My knee injury was pretty severe, had two more surgeries over the years, then finally a couple years ago I had a full knee replacement. In the interim I had bought a full suspension mountain bike, but my doctor suggested that I stick to street riding. So I'm selling the mountain bike, thinking of selling the Paris Sport, as tweaking it with new regular rims and tires would still have me riding a technological dinosaur!  Probably should've sold it years ago, but I had/have this sentimental attachment to it and even though it just hangs in the shed, I usually ignore any comments by my wife that I should get rid of it if I'm not gonna use it. Maybe I'll just pull it off the rack and polish up the aluminum!


----------



## GTs58 (Sep 25, 2019)

Welcome aboard. Is there a Whizzer in your future?


----------



## juvela (Sep 26, 2019)

-----

Thanks very much for sharing this account!  
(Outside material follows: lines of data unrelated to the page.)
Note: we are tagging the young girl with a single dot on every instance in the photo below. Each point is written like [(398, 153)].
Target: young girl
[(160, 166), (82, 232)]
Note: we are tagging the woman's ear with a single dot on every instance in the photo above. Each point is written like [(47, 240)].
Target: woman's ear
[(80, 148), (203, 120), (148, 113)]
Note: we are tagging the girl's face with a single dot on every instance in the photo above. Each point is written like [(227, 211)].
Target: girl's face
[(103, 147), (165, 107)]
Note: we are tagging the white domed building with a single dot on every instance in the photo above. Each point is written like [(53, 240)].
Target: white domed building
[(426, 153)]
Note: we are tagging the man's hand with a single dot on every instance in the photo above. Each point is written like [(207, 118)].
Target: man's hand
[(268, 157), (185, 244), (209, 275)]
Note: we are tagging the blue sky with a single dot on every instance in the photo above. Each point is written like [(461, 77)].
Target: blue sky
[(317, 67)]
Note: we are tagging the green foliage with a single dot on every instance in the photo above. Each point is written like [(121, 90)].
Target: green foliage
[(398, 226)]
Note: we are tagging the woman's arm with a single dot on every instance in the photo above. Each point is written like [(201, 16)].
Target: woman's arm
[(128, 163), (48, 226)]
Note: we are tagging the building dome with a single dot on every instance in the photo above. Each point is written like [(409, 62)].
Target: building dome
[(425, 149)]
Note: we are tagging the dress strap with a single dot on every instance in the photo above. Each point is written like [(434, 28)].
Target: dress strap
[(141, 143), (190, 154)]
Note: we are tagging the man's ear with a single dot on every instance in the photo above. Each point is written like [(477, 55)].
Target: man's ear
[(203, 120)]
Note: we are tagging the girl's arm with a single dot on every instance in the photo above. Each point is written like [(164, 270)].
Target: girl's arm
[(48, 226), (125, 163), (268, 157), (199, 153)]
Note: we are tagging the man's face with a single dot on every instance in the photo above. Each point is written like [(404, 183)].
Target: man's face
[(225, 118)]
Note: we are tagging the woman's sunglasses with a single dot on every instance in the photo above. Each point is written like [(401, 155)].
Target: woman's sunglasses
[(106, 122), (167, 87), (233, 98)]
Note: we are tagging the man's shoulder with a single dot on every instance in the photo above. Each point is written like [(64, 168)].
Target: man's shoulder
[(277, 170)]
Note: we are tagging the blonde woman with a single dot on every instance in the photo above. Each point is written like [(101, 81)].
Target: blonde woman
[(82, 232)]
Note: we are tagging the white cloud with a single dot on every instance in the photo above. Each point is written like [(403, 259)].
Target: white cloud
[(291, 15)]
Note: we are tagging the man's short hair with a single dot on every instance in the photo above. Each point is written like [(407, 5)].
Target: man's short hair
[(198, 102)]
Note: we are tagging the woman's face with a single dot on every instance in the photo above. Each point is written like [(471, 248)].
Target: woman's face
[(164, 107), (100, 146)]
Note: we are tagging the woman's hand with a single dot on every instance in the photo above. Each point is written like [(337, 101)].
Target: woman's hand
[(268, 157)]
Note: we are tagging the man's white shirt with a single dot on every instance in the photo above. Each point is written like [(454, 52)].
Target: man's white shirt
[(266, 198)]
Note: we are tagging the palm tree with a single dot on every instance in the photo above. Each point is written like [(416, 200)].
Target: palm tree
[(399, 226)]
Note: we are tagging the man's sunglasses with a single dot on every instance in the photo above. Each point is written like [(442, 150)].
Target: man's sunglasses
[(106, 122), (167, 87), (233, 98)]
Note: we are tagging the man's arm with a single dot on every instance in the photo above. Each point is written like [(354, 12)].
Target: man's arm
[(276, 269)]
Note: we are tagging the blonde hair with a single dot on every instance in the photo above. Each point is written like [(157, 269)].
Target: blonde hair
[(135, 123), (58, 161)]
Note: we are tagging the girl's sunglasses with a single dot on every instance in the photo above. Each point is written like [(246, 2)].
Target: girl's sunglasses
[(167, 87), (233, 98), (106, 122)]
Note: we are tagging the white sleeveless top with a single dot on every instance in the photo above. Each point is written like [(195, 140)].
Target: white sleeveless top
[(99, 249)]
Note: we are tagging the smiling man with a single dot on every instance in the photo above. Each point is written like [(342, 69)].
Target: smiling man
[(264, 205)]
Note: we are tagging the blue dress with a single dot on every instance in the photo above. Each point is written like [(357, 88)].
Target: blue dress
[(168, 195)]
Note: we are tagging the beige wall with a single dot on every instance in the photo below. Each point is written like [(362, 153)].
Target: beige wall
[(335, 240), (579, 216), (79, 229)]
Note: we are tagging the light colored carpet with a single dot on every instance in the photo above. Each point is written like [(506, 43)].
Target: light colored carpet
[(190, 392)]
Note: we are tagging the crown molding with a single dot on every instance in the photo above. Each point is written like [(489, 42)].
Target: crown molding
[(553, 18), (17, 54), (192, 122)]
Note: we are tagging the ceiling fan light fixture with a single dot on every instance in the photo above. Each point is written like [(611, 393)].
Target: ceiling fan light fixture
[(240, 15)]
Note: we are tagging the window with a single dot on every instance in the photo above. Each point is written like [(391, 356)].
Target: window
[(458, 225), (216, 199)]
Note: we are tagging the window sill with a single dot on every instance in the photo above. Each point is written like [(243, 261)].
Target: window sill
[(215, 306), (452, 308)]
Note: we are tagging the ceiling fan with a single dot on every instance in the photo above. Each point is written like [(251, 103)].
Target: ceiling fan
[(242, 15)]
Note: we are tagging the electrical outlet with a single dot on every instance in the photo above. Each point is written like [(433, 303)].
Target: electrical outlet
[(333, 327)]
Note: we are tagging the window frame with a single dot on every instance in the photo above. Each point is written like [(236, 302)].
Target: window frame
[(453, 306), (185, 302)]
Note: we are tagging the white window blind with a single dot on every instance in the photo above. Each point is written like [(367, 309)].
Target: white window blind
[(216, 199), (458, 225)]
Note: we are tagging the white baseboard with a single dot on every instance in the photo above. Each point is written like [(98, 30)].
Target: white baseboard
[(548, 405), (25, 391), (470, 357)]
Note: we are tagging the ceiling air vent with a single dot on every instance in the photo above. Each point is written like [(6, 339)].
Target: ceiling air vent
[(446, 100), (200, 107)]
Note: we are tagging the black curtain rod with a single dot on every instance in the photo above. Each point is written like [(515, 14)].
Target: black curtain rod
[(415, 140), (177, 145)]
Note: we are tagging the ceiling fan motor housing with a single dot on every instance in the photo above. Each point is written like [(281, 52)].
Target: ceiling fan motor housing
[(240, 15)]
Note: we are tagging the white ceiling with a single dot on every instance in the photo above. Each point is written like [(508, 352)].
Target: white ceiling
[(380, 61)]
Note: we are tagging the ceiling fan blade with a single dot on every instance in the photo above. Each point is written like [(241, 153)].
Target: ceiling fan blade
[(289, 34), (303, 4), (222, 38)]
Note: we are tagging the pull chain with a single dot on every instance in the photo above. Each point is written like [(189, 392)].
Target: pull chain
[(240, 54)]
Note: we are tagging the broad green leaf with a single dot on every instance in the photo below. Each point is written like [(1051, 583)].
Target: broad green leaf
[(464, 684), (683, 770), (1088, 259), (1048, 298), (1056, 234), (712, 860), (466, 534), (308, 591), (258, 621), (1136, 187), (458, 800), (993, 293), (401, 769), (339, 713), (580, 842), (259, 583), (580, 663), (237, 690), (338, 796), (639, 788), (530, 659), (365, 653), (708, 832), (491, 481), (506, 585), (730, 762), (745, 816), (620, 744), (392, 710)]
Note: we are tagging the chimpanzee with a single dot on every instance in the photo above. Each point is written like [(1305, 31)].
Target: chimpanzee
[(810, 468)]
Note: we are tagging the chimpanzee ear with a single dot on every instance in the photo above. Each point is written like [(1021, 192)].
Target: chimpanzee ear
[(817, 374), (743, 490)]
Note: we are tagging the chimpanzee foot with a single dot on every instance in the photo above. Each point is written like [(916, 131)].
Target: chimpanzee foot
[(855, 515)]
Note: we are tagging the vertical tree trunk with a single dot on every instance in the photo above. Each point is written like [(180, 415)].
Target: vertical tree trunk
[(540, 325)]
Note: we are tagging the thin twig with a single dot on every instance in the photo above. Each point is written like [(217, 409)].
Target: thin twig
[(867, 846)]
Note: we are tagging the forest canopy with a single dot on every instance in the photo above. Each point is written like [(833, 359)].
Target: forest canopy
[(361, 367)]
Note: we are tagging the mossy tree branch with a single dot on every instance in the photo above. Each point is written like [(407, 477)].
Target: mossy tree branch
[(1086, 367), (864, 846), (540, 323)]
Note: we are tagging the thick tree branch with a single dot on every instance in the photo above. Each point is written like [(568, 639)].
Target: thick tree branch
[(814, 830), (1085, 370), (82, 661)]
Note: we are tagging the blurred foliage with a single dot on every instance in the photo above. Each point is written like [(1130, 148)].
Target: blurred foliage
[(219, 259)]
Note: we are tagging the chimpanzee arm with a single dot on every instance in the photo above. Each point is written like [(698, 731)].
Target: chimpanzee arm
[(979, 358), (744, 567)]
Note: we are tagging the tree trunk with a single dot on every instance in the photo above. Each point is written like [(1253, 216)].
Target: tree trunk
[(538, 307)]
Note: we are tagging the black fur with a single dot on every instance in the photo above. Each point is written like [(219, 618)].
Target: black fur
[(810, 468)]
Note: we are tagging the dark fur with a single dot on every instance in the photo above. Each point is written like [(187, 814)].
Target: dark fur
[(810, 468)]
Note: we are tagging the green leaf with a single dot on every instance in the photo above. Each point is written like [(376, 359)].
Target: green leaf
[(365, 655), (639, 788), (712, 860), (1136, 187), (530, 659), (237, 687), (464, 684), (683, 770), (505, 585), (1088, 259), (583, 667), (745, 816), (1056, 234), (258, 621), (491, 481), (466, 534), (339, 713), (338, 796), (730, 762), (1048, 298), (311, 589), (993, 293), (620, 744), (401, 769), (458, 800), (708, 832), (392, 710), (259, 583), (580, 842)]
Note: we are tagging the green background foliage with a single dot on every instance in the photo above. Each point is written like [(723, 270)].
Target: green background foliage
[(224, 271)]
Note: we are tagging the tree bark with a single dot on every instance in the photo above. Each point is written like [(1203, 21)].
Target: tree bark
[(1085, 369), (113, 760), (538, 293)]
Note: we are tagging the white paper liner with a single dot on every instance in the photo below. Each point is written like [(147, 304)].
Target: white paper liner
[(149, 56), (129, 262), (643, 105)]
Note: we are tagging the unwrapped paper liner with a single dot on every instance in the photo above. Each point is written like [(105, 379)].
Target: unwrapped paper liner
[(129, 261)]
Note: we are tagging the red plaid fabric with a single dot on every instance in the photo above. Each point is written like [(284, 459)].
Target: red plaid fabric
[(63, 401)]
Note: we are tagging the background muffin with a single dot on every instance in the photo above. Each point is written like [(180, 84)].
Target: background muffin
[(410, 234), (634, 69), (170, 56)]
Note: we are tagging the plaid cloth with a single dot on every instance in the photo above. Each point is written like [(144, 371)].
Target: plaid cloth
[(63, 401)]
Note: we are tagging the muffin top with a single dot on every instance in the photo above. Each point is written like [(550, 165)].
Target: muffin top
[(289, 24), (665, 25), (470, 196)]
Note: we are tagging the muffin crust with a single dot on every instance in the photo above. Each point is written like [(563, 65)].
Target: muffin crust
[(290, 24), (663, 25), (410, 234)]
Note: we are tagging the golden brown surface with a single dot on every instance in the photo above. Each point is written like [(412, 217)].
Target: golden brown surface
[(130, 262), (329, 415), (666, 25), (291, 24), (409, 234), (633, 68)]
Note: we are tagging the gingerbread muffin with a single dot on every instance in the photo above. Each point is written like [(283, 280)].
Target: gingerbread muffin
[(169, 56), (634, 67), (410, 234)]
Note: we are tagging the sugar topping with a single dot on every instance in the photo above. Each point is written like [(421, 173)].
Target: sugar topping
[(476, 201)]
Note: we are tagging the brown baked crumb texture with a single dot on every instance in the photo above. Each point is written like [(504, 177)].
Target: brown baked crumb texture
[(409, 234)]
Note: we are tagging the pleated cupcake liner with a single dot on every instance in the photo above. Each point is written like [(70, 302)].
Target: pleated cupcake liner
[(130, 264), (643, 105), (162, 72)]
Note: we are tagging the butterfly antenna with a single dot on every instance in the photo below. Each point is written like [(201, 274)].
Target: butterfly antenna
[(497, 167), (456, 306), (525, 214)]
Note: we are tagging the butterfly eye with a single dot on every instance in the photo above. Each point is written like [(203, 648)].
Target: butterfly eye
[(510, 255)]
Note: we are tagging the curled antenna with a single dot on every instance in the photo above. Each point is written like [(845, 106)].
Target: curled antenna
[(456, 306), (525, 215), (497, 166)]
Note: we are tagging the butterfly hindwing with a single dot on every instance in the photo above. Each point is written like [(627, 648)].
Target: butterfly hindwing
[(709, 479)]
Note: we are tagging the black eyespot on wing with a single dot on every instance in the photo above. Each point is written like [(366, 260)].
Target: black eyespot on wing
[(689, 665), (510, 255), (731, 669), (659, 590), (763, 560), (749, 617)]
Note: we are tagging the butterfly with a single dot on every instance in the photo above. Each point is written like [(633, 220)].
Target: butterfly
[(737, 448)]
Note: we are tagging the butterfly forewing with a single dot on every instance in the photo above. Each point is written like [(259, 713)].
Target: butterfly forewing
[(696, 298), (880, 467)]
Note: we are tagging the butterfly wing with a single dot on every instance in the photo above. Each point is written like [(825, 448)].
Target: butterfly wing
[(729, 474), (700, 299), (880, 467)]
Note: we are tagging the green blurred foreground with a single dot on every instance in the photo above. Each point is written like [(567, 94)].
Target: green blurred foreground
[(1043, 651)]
Can we see some images of the bicycle?

For readers curious as to the Paris Sport marque there is some history/background information here -

https://www.sheldonbrown.com/vrbn-o-z.html#parissport

-----


----------



## Mike/Mass (Sep 26, 2019)

I'm gonna dust her off and take some pictures this week.


----------



## juvela (Sep 26, 2019)

-----

BTW - there were also pre-Michael Fraysse Paris_Sport cycles.

Advert of 1932 -










Advert of 1938 -





Advert of 1939 -






-----


----------



## Mike/Mass (Sep 27, 2019)

Here's a few pictures of the bike.  I've included the labeled areas so maybe the experts can decipher them LOL.  But yes, its one of those Cycles Victor Star Nord steel alloy frames and from what I remember... I think the bike weighs about 25 pounds or less? The cranks are Stronglight, the brakes are Winemann 610's, the hubs are Normandy, the derailleur is a Huret. The alloy sew-up only rims are Mavic, tires are D'Aleesandro, and the seat is a Selle Royale.  I added the carrier a some years later.


----------



## juvela (Sep 27, 2019)

-----

Hello Mike,

Thanks very much for sharing these photos - fine job with them!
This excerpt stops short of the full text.